Certainly, a coldness to the gospel message doesn’t happen overnight. It always occurs slowly over months, even into years. We stop attending weekly Mass or worship services. Our Bible stays closed more often than it is open. Our prayers devolve into a quick word or two and then we move on with our day.
It was for good reason the great apostle Paul confessed in 1 Corinthians 9:26-27 “Therefore I run in such a way, as not without aim; I box in such a way, as not beating the air; but I discipline my body and make it my slave, so that, after I have preached to others, I myself will not be disqualified.
In his second letter to the same people he challenged them: Test yourselves to see if you are in the faith; examine yourselves! Or do you not recognize this about yourselves, that Jesus Christ is in you—unless indeed you fail the test? (2 Corinthians 13:5)
This is a good place to pause and ask you a vital question: What have you done with Jesus?
The apostle John wrote in the first verses of the Revelation: Grace to you and peace, from Him who is and who was and who is to come, and from the seven Spirits who are before His throne, and from Jesus Christ, the faithful witness, the firstborn of the dead, and the ruler of the kings of the earth. To Him who loves us and released us from our sins by His blood . . . .  
Jesus released us from the power of sin and the wages of sin. He did it by His blood. Listen: SOMEONE had to die for my sin. God’s justice demands it. Someone had to die to pay the penalty of YOUR sins. God’s justice demands it.
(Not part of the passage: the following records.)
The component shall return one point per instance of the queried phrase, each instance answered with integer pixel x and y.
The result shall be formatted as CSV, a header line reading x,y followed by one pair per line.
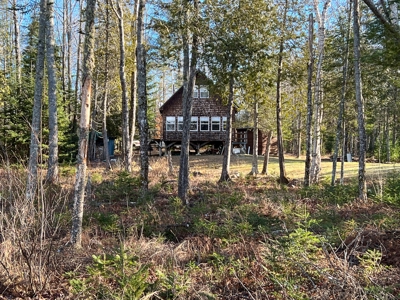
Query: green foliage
x,y
370,260
288,260
338,194
108,222
173,283
391,189
117,276
122,187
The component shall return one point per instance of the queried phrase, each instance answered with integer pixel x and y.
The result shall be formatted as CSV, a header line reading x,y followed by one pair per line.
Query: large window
x,y
204,91
196,91
215,123
180,123
204,123
170,124
194,123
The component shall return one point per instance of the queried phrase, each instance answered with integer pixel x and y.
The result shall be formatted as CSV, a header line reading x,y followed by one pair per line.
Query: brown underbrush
x,y
245,239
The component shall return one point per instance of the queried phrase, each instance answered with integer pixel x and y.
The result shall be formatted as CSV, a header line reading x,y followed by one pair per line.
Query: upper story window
x,y
204,92
215,123
180,123
170,123
194,124
204,123
196,91
224,122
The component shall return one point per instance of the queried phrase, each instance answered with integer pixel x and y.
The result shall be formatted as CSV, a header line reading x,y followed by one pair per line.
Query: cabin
x,y
209,118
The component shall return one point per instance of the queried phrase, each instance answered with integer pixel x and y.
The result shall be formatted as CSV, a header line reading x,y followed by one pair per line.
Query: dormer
x,y
201,91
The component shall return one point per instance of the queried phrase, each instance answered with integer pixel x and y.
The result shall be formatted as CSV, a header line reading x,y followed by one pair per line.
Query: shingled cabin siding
x,y
202,107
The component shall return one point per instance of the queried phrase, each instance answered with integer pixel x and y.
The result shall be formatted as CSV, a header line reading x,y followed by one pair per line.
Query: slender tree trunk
x,y
299,137
343,154
78,72
254,164
17,47
282,171
307,176
87,78
142,98
93,129
105,100
52,168
119,11
32,180
318,103
387,134
225,176
339,129
189,78
133,83
362,187
266,154
69,59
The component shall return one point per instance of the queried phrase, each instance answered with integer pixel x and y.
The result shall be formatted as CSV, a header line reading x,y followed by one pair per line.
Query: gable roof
x,y
201,79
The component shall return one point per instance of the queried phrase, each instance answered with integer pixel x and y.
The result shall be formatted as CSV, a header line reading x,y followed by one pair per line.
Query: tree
x,y
254,163
52,169
340,122
35,142
87,80
17,46
105,99
282,171
236,48
362,188
318,99
189,77
126,141
142,98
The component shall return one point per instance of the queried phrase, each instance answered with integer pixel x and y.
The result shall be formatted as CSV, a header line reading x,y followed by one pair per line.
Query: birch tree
x,y
282,171
52,168
142,97
362,186
318,99
17,45
119,12
340,122
106,83
254,162
310,66
87,80
32,180
190,56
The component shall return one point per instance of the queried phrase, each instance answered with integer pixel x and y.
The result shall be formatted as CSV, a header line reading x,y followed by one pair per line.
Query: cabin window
x,y
215,123
204,92
170,124
194,123
180,123
204,123
196,92
224,122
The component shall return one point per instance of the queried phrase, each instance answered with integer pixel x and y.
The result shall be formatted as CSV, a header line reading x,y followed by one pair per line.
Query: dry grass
x,y
232,242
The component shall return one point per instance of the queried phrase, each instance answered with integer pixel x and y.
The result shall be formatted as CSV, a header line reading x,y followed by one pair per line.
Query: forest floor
x,y
246,239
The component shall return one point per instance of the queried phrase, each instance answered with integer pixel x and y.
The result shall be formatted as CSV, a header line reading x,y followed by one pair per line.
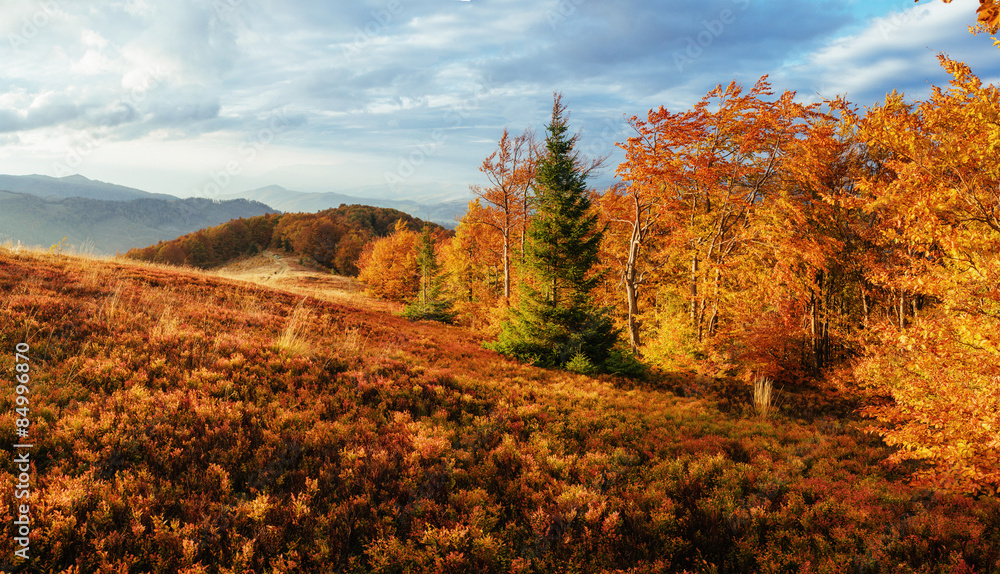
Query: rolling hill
x,y
185,422
107,226
446,213
74,186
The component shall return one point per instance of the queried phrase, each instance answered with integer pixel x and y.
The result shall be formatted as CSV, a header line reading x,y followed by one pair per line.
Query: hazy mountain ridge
x,y
74,186
108,226
445,213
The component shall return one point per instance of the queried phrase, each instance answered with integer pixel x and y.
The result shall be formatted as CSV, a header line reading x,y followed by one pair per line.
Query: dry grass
x,y
291,339
764,396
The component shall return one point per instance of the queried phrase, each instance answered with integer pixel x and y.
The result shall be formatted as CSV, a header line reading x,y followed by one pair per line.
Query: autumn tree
x,y
430,303
510,171
388,265
935,363
555,323
473,269
724,209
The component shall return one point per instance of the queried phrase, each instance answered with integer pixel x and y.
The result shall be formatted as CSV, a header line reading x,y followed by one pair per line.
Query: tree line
x,y
755,235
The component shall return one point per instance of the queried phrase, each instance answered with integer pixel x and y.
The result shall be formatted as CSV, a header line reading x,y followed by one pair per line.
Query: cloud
x,y
365,83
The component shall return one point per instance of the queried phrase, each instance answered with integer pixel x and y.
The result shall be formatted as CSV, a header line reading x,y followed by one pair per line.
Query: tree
x,y
935,362
429,304
388,266
555,323
510,170
472,265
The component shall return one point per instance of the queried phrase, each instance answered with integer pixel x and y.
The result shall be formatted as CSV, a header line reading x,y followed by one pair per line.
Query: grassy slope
x,y
188,422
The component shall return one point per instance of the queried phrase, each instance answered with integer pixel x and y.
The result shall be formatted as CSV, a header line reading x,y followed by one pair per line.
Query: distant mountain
x,y
108,226
332,238
74,186
446,213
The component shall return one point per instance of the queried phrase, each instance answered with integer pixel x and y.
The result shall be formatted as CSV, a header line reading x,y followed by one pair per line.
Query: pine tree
x,y
430,304
555,323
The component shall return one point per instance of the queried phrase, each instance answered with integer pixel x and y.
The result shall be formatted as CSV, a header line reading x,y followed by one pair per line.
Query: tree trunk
x,y
506,264
695,323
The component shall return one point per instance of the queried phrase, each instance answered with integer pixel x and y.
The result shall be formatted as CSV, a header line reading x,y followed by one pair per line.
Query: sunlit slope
x,y
192,423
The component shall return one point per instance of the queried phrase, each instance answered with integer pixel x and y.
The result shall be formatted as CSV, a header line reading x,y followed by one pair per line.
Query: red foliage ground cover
x,y
186,423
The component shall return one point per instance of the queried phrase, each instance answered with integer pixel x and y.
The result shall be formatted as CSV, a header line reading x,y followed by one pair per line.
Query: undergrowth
x,y
187,423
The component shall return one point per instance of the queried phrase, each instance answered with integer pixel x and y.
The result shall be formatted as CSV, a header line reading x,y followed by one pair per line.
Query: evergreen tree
x,y
555,323
430,303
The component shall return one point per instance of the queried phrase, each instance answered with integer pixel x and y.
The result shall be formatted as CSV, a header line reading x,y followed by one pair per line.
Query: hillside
x,y
332,239
74,186
444,213
108,226
185,422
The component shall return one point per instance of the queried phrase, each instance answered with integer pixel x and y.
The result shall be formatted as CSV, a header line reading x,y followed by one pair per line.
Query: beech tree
x,y
555,323
510,171
936,362
388,265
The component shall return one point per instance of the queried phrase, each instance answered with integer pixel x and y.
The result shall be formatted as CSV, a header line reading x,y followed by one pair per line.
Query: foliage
x,y
936,362
473,272
172,434
430,303
388,266
555,319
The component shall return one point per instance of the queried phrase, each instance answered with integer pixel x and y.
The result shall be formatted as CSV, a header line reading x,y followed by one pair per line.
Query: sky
x,y
405,98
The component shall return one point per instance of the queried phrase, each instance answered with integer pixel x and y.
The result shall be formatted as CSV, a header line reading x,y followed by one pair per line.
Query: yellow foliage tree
x,y
937,365
388,266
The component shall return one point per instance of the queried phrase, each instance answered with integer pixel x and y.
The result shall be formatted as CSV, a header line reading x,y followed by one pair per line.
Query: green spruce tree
x,y
430,303
556,323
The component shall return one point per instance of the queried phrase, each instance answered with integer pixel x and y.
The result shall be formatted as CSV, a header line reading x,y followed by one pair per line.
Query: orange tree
x,y
388,266
724,215
936,363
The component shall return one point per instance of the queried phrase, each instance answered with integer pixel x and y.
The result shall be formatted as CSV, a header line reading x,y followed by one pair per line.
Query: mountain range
x,y
104,218
445,213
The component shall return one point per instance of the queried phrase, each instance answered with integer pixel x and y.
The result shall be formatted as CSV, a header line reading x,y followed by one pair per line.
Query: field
x,y
272,419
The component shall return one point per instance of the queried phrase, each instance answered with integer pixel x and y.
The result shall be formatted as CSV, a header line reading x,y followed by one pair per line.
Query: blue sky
x,y
404,98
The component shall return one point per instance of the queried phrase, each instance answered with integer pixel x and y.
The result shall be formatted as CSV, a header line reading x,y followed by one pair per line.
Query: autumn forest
x,y
757,237
772,346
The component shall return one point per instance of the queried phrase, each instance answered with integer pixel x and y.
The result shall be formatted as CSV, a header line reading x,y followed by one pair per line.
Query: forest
x,y
754,237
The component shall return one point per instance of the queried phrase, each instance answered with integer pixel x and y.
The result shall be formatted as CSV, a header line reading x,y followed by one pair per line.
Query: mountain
x,y
108,226
74,186
445,213
332,238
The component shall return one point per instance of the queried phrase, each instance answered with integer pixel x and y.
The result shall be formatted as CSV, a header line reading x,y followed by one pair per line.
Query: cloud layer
x,y
405,97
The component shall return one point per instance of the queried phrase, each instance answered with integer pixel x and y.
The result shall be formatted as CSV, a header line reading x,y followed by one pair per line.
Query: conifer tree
x,y
555,323
430,304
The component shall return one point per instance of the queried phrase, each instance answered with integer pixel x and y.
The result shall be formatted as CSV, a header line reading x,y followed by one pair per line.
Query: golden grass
x,y
764,397
291,339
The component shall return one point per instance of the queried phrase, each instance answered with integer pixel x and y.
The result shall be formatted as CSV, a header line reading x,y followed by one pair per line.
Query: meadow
x,y
193,422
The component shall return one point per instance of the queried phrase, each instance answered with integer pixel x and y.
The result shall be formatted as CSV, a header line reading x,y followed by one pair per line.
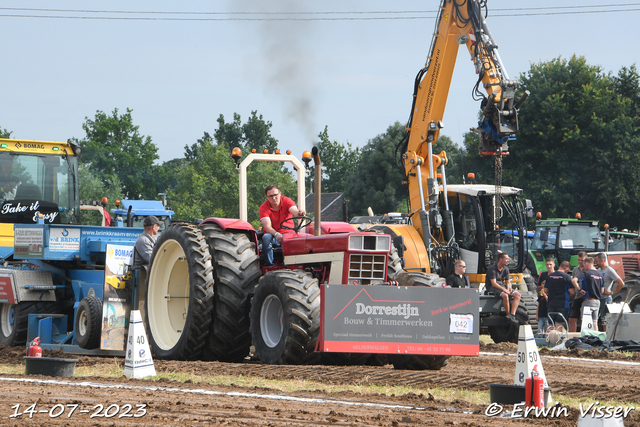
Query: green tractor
x,y
562,239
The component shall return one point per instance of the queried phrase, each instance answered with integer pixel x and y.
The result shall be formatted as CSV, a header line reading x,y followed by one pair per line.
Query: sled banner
x,y
400,320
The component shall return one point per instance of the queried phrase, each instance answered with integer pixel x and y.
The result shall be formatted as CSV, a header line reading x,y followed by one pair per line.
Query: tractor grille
x,y
629,264
365,269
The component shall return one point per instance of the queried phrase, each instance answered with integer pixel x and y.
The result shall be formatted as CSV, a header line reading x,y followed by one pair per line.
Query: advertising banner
x,y
28,241
118,284
400,320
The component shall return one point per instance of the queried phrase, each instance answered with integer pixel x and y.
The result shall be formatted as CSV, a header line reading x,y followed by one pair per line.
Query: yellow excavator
x,y
449,222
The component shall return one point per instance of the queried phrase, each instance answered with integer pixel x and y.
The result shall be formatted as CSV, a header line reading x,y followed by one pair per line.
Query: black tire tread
x,y
21,323
300,298
196,329
93,306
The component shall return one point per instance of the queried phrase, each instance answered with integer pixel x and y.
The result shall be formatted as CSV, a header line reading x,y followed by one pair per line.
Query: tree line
x,y
578,150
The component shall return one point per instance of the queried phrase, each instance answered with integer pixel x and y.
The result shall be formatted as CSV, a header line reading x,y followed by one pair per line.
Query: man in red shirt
x,y
272,213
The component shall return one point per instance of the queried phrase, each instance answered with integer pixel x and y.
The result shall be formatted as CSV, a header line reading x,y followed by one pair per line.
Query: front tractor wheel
x,y
179,299
88,322
285,318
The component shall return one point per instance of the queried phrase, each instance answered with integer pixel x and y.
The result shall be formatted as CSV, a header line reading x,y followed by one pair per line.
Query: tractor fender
x,y
232,224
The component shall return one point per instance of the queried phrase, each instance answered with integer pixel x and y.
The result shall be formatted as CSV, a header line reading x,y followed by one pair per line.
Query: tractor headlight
x,y
370,242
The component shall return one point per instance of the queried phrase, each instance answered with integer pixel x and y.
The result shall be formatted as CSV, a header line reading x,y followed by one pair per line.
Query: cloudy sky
x,y
303,65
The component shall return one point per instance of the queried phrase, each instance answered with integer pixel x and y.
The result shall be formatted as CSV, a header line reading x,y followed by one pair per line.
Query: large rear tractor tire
x,y
88,322
179,300
418,361
236,271
285,318
14,319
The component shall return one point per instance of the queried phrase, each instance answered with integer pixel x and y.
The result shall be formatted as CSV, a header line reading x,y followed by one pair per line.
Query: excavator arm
x,y
459,22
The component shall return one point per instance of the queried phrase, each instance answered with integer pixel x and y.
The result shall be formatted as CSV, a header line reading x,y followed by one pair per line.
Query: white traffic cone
x,y
138,362
587,320
528,359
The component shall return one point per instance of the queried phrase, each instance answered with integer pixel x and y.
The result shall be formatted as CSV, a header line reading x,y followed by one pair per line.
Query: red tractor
x,y
209,296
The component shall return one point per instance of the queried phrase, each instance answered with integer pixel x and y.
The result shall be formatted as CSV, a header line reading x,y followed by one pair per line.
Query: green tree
x,y
627,84
578,148
93,188
337,159
113,147
377,182
255,133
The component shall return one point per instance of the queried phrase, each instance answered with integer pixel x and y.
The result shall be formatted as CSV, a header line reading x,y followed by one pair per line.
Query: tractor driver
x,y
146,241
8,183
276,209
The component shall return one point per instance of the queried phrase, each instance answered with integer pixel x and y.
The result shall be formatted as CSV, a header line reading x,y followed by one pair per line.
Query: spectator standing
x,y
498,282
576,306
610,277
591,284
459,279
541,311
558,287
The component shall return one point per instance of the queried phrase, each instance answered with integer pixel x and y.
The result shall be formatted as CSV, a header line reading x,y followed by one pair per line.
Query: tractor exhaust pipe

But God’s MERCY offers us an opportunity to escape that Justice – by receiving by faith the sacrificial atonement Jesus provides us – Jesus, who died in our place. That’s why the apostle John wrote: “In this is love, not that we loved God, but that He loved us and sent His Son to be the propitiation for our sins.” (1 John 4:10)

Propitiation. A fancy word to describe what Jesus did by substituting Himself to bear the wrath of God for our sins. That’s what Palm Sunday and Good Friday are all about. And God proved His plan for our redemption is a faithful plan, a superabundantly efficacious plan when He raised Jesus from the dead.

Please never forget this: God’s justice requires someone has to die for your sin: You or Jesus.

I want to close my message with some of the lyrics of an old hymn written by William Newell. It’s called, At Calvary:

Years I spent in vanity and pride
Caring not my Lord was crucified
Knowing not it was for me He died
On Calvary

Mercy there was great, and grace was free
Pardon there was multiplied to me
There my burdened soul found liberty
At Calvary

Oh, the love that drew salvation’s plan!
Oh, the grace that brought it down to man!
Oh, the mighty gulf that God did span
At Calvary!


Mercy there was great, and grace was free
Pardon there was multiplied to me
There my burdened soul found liberty
At Calvary

Please hear me. What have you done with Jesus?  What are you doing with Jesus?